A news report in 2016 states the population of the tribe as 7000 and despite repeated attempts to protect the tribe over the years, the decline in the population rate has been worrisome according to certain findings. This could owe to many factors, one, that the women usually marry men 5 to 10 years younger than them and they take care of providing and working for the household while the men drink and engage in fights. Leading to low life expectancy rate and high rate of murders including a number of cases of fratricide. A magazine quotes, “The life expectancy of the (Bonda) tribe is so low, they are nearly extinct.’ The decline in the population of the Bonda tribe could also be credited to the extreme low rate of literacy with some sources citing just 6% of literacy among the tribes. But in the hills of Malkangiri is a tribal boy in the village of Kodamguda called Jitin* who is on his way to up the literacy percent among his tribes.
The rainy season proved fatal for the Kirsani family. After a gathering at the village one rainy August day, the men went to bathe in the small lake right in the center of the village and among them was Jitin’s* father, Bokulu who lost his grip and drowned just a few minutes later. At that time, Jitin was in third grade and his youngest brother was just a couple months old. It was only when he came home for vacation that Jitin* found out his father was no more. Over the years, the village has moved on with roads and greenery clashing in every corner but the lake which took his father’s life still lays swarmed right in the heart of the village.

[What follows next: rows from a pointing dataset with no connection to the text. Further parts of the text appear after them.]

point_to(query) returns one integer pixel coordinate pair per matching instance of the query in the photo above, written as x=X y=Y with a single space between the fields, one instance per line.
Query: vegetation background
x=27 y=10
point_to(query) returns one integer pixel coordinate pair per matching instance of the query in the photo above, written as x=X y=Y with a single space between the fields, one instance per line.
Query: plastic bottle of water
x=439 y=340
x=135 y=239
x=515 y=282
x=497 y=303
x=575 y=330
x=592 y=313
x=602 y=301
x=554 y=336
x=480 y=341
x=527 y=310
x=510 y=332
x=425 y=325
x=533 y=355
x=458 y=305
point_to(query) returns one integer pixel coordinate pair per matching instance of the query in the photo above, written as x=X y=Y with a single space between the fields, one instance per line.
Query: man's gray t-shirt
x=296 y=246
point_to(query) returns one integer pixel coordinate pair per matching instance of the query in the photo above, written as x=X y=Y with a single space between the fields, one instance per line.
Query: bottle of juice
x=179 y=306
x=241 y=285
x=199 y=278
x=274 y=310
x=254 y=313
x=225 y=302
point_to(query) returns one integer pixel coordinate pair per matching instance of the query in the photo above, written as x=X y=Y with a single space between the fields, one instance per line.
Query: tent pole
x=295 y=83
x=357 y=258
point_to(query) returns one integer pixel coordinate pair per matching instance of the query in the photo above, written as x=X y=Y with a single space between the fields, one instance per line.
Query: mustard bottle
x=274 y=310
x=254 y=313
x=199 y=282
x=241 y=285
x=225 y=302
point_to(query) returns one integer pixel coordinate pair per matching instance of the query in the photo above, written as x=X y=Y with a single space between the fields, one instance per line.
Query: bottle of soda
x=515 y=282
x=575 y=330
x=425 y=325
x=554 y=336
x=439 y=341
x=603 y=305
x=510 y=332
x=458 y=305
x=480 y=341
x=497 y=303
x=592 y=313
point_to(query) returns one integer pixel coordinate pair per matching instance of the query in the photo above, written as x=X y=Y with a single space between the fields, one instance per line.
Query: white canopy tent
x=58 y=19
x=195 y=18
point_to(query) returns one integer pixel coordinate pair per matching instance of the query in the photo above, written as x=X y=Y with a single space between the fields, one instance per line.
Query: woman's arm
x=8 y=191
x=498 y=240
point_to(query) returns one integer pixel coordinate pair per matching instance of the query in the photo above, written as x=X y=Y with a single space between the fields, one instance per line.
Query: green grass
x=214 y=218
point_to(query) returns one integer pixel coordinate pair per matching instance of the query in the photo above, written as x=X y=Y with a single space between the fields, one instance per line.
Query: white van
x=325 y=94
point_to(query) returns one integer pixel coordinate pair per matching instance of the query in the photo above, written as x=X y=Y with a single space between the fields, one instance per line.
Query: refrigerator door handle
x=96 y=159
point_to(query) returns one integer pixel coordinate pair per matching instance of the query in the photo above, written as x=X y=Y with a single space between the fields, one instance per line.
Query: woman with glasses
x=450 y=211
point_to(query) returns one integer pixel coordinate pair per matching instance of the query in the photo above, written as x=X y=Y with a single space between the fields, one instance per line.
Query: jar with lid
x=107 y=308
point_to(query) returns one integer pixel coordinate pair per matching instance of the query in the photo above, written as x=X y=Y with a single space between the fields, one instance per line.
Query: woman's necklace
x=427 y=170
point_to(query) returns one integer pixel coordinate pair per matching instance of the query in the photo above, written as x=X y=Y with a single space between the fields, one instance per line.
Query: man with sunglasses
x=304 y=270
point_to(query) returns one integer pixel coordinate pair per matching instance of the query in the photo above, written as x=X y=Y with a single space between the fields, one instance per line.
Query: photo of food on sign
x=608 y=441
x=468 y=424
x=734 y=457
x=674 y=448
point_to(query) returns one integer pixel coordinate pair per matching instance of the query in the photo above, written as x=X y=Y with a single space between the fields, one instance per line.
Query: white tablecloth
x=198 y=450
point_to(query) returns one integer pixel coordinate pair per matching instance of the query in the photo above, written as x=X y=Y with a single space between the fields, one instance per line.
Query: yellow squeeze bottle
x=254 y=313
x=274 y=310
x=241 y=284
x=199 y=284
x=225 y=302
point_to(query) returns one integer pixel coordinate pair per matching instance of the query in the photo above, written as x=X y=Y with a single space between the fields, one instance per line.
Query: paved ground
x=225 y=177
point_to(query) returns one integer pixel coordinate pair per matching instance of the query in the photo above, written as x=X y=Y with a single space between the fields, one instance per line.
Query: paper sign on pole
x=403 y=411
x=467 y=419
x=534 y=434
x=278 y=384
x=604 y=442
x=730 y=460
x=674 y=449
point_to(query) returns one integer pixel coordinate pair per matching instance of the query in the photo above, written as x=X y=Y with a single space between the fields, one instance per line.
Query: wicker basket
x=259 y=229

Kodamguda is a lush green yet idle village where women sit together and talk and children gather together in troops to hunt little insects while fathers soothe their throats with their bitter potions.
Today, his mother goes to the fields two or three times a week wherever she finds work sometimes earning Rs. 80 a day, roughly Rs.1000 a month. The house Jitin* shares with his two younger brothers and his mother only has enough space to store their belongings, a rope to hang clothes against the wall, a few pots and tumblers and some other odd items. Their bedroom is the verandah with a roof and no walls, with the aid of fire taken as a natural blanket in cold winter seasons.
But for more than a decade, Jitin* has enjoyed the privilege of having a bed, a roof, a blanket and food and education given to him ten months out of twelve, and when he passes out and earns some money, he hopes he can provide the same to his family. With alcohol addiction being rampant in his village, if Jitin* had not gotten a helping hand to aid him, he would have joined the alcoholic parade, goal-less and illiterate with his only aim being to get a fresh cup of mahua-flower brewed liquor.
If you happen to visit the Immanuel English SDA School and meet Jitin,* you will find him with a hearty smile and a plate full of rice. He always looks forward to Tuesday mornings when the cafeteria serves Khichdhi for breakfast and is intent on being a strong and healthy boy so he can become the policeman he aims to be, one that safeguards the people.
Because of one kind helping hand, the tribal boy whose existence is endangered, who comes from a land that is famous for its low rate of literacy, whose future had stars of intoxicants lined up, is now given a new lease in life, a lease full of opportunities he would have never known existed otherwise.